例C:解散日から残余財産の確定の日まで1年以上かかった場合
- 事業年度:1月1日~12月31日
- 解散日:X年11月30日
- 財産の確定:X+1年12月15日
- 解散事業年度 X年1月1日〜X年11月30日
- 清算事業年度 X年12月1日〜X年12月31日
- 清算事業年度 X+1年1月1日〜X+1年12月15日
例D:解散日から残余財産の確定の日まで1年以内で終わった場合
- 事業年度:1月1日~12月31日
- 解散日:X年11月30日
- 財産の確定:X+1年2月15日
- 解散事業年度 X年1月1日〜X年11月30日
- 清算事業年度 X年12月1日〜X年12月31日
- 清算事業年度 X+1年1月1日〜X+1年2月15日
申告期限と申告回数に注意
法人の申告は、それぞれの事業年度ごとに必要です。申告期限は、事業年度が終わった日の2ヶ月後となります。

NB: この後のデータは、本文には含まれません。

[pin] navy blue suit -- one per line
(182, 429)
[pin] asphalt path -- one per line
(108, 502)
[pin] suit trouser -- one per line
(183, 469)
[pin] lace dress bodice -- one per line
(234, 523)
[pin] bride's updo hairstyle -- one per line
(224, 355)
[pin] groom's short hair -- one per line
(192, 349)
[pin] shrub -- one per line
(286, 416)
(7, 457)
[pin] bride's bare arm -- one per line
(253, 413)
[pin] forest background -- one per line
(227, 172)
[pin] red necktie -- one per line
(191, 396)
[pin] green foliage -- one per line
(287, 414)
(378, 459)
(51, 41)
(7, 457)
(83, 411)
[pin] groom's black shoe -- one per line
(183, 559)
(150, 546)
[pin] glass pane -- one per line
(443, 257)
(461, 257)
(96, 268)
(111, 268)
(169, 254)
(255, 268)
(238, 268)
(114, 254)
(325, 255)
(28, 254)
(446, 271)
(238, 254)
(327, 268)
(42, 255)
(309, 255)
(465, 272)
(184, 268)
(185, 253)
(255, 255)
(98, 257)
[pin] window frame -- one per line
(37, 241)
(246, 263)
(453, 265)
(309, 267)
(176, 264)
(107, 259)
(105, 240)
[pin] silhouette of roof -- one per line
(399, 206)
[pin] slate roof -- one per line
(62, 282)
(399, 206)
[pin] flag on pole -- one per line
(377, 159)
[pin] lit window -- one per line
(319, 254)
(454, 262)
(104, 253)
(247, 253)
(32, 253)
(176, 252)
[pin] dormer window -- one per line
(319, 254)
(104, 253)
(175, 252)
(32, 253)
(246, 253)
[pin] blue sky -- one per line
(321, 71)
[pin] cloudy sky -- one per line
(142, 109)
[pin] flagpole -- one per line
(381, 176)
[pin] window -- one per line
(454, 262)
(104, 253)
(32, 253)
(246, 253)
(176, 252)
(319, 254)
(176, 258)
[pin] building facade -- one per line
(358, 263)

合同会社の場合、「定款で決めた事業年度の区切り」があることを見落としてしまうと、うっかり申告を忘れてしまうケースもあります。
また、解散した日と残余財産の確定日によっては、解散から残余財産が確定するまでの間に、申告回数が増えてしまうこともあります。
たとえば、先ほどの株式会社(例B)と合同会社(例D)を比べると、合同会社の方が申告回数が1回多いことになります。
そのため、解散日をいつに設定するかは、申告の手間やコストも踏まえた検討が必要です。
実際に解散を考えるときは、必要に応じて、税理士など専門家のアドバイスを受けながら、手続きを進めていきましょう。